OVERTONES AND UNDERTONES
But coffee does have overtones and undertones. For example, Starbucks has four size options - tall (12 ounces), grande (16), venti (24), and trenta (31). Why all these name games? Dictionary.com says, "This designation by the coffee company is considered by many to be a classic instance of corporate language manipulation ... . The result arguably encourages a consumer to think a little less about the size of his or her beverage as well as the size of the bill."
The size of the bill in a Starbuck's or Rituals (a Caribbean chain) is interesting. Britain's Telegraph newspaper says, "The most expensive ingredient in the drink is, in fact, the paper cup it is served in, researchers say. High-street coffee shop chains spend twice as much on packaging as they do on the beans they use, analysis found.
"While the cost of the coffee served in a medium-size £2.20 (US$3.55) cappuccino is just 8p (US 13 cents), the total cost of the cup, lid, stirrer, napkin and sugar amounts to 16p (US 26 cents). The biggest cost covered in the price of the drink, however, is the wages paid to staff, which make up nearly a quarter of the price."
Despite the looming price rise, researchers generally have good news for coffee lovers. The Telegraph said, "But the price paid now still represented good value, they argued. Jeffrey Young, of Allegra Strategies, said: 'The time that consumers spend in coffee shops is generally time well spent for them. Coffee is now a very big part of the social experience of British society. People spend a lot of time there [in coffee shops] and they aren't paying for that time other than the price of a cup of coffee. Sometimes two or three people can get together and spend a few hours and can collectively spend a fiver. That's extremely good value.'" They forgot the free Wi-Fi, which makes it even better. The broadband is not only around the cup.

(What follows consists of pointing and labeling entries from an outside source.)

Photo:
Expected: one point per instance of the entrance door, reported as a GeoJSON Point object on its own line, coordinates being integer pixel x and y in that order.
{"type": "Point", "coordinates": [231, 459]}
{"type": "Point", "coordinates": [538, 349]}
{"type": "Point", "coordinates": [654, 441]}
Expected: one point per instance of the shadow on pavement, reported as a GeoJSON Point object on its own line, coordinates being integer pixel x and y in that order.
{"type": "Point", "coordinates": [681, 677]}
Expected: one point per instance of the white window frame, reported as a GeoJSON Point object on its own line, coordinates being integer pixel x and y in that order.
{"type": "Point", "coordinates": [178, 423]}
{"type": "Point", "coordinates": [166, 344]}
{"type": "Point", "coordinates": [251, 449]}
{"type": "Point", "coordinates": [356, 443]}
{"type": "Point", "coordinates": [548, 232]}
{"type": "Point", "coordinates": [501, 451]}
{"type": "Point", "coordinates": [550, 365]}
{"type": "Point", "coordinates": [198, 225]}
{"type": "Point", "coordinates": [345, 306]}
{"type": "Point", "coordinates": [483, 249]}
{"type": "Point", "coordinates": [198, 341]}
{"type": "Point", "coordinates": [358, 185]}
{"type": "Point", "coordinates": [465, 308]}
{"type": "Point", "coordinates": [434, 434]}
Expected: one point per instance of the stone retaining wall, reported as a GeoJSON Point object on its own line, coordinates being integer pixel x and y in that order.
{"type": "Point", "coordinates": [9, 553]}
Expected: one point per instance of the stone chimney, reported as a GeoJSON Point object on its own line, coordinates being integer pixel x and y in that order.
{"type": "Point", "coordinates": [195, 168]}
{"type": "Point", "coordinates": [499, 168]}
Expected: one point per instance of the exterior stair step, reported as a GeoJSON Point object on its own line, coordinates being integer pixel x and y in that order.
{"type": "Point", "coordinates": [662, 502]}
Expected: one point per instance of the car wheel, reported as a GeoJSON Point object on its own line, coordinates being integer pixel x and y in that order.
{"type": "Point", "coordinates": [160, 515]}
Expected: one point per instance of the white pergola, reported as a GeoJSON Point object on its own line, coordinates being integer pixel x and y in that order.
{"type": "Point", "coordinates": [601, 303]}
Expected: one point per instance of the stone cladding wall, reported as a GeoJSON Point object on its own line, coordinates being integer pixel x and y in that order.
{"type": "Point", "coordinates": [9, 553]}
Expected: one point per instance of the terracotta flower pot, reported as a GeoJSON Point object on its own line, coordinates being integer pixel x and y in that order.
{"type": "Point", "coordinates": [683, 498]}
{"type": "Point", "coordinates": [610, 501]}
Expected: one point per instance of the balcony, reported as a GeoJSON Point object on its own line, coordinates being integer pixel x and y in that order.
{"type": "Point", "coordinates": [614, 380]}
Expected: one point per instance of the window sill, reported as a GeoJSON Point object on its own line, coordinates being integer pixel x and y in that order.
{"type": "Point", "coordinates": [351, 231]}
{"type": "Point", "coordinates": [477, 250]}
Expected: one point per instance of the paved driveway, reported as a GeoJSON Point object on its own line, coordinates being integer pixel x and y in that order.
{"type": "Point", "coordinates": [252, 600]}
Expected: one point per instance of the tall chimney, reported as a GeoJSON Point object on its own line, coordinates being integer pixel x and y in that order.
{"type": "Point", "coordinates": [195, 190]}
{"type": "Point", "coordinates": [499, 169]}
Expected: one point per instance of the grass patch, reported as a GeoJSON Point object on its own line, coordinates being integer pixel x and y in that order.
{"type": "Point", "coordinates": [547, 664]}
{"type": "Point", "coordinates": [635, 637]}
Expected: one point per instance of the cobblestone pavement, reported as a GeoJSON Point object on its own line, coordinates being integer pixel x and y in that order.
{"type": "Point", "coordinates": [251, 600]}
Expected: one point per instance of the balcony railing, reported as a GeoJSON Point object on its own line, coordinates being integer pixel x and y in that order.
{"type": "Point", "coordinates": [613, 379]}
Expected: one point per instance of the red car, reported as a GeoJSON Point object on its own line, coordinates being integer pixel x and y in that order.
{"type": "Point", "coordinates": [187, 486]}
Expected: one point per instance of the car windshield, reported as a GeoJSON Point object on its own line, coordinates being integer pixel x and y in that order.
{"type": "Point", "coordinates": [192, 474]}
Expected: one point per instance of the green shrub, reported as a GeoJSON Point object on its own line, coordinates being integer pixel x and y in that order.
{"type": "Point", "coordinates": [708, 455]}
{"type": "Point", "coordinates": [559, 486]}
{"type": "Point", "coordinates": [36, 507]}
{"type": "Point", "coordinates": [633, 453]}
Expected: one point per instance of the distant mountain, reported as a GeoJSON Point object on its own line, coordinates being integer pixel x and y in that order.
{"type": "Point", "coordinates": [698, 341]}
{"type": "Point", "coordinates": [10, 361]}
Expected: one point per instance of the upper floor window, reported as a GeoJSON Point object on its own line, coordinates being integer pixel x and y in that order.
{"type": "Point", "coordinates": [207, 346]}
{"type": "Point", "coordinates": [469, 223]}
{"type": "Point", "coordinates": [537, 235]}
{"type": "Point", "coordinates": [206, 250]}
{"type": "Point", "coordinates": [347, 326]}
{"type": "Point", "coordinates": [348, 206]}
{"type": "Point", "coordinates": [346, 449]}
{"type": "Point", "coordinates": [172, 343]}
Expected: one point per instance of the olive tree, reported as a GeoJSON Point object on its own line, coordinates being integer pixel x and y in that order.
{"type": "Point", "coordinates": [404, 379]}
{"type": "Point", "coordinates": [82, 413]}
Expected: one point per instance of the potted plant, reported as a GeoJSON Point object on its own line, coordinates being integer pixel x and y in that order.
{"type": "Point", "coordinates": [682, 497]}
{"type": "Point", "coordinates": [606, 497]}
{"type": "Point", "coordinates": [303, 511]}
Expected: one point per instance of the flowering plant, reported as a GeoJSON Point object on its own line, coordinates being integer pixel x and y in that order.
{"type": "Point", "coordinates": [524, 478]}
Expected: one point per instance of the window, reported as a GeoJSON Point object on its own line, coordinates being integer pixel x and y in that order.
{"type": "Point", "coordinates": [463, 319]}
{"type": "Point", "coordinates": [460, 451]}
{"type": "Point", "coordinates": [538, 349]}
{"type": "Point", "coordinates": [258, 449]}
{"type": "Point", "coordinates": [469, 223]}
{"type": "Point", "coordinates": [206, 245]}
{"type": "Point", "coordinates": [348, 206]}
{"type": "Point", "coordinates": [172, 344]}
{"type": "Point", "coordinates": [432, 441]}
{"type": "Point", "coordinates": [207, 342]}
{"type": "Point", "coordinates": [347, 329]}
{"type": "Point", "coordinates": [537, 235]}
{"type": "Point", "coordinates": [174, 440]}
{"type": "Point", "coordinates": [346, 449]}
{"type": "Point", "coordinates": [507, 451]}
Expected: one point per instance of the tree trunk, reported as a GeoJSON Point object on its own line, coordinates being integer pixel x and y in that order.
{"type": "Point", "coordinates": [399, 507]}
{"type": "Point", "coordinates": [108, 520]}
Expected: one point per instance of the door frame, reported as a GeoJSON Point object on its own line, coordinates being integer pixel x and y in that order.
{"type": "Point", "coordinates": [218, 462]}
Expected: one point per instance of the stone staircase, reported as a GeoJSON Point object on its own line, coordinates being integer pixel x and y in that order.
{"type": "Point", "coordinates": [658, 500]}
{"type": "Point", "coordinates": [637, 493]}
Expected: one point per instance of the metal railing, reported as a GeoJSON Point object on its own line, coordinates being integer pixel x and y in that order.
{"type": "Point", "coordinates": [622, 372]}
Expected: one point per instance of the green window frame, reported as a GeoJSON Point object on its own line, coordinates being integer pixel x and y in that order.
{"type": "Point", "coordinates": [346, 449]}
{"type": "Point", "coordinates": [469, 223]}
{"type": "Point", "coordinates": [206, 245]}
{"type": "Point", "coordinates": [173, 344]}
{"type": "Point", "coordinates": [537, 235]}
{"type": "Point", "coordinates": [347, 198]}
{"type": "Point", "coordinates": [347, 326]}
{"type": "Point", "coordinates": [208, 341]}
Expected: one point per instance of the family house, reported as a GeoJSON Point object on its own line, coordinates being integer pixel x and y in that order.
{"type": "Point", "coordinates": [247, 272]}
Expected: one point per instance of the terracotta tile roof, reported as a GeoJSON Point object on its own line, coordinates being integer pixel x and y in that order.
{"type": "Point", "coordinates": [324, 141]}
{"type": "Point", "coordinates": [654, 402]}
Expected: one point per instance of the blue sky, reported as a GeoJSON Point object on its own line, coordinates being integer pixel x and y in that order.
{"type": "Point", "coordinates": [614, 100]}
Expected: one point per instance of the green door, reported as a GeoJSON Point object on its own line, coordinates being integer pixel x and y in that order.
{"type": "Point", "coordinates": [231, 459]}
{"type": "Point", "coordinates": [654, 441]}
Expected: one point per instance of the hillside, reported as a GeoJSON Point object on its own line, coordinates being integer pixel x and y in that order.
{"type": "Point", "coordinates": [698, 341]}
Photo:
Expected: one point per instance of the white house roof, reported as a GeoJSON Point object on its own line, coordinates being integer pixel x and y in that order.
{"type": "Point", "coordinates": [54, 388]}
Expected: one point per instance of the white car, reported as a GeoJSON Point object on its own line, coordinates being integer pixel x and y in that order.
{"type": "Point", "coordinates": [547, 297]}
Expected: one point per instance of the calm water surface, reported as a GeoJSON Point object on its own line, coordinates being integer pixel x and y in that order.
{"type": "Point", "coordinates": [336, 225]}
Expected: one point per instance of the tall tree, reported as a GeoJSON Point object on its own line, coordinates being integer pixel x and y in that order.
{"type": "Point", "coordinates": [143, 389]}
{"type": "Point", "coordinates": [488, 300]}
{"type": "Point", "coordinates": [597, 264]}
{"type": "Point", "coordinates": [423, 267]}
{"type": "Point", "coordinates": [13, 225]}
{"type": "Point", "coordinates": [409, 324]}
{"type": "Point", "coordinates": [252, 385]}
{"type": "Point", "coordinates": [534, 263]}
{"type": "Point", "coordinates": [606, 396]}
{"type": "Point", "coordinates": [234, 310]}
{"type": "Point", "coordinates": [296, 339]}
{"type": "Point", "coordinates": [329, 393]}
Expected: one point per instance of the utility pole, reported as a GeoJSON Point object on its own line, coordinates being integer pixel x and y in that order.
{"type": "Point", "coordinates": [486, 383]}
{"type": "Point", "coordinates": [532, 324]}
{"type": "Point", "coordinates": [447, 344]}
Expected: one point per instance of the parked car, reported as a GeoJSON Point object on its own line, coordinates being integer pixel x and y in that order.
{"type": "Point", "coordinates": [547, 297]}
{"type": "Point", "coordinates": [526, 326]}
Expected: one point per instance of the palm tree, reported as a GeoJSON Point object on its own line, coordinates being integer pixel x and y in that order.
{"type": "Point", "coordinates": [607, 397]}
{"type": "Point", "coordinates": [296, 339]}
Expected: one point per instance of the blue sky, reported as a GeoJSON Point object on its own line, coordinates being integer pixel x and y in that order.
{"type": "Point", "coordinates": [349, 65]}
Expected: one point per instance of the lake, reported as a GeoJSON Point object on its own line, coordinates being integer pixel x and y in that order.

Researchers have also found that drinking more coffee might lower your risk for Type 2 diabetes and that people who boosted their daily coffee intake by more than one cup over four years reduced their diabetes risk, while adults who drank less coffee in that time frame saw their odds for diabetes rise.
A website (Authority Nutrition) has identified 13 health benefits from coffee. They include increased energy levels and intelligence; fat-burning ability; drastically improved physical performance; essential nutrients like riboflavin, potassium and niacin; protection from Alzheimer's, dementia, and liver diseases; prevention of depression; lower risk of cancers, heart diseases and stroke; and you live longer. It also smells good from far and is no longer to be considered far from good for your health.
Recently, I bought my own little machine that looks like a tiny electric kettle to make my own froth, something I have been doing for years without needing a machine. It can make froth for a latté or a cappuccino. In the US, latté is associated with Liberals, or left-of-centre politics.
A BBC article says that it is light and frothy, foreign-sounding, an expensive indulgence and the coffee isn't so great. Espresso with steamed milk is the warm beverage of progressivism, "more specifically, that proverbial subset of affluent, coastal-dwelling, Prius-driving intellectuals whom talk radio hosts like to lambast".
I drive a five-year-old, foreign-used Nissan Tiida. I am off the talk-radio radar, and in Antigua, which has more than 365 beaches, I live in a landlocked area. The latté bit for my froth-maker is still in the box. I drink cappuccino when I have time, but I filter my own coffee, which is generally from Kenya, Ethiopia or New Guinea. That makes me a black coffee drinker.
Tony Deyal was last seen saying that a man got a divorce because his wife made putrid coffee. The judge smelt the filter and said, "You have grounds for divorce."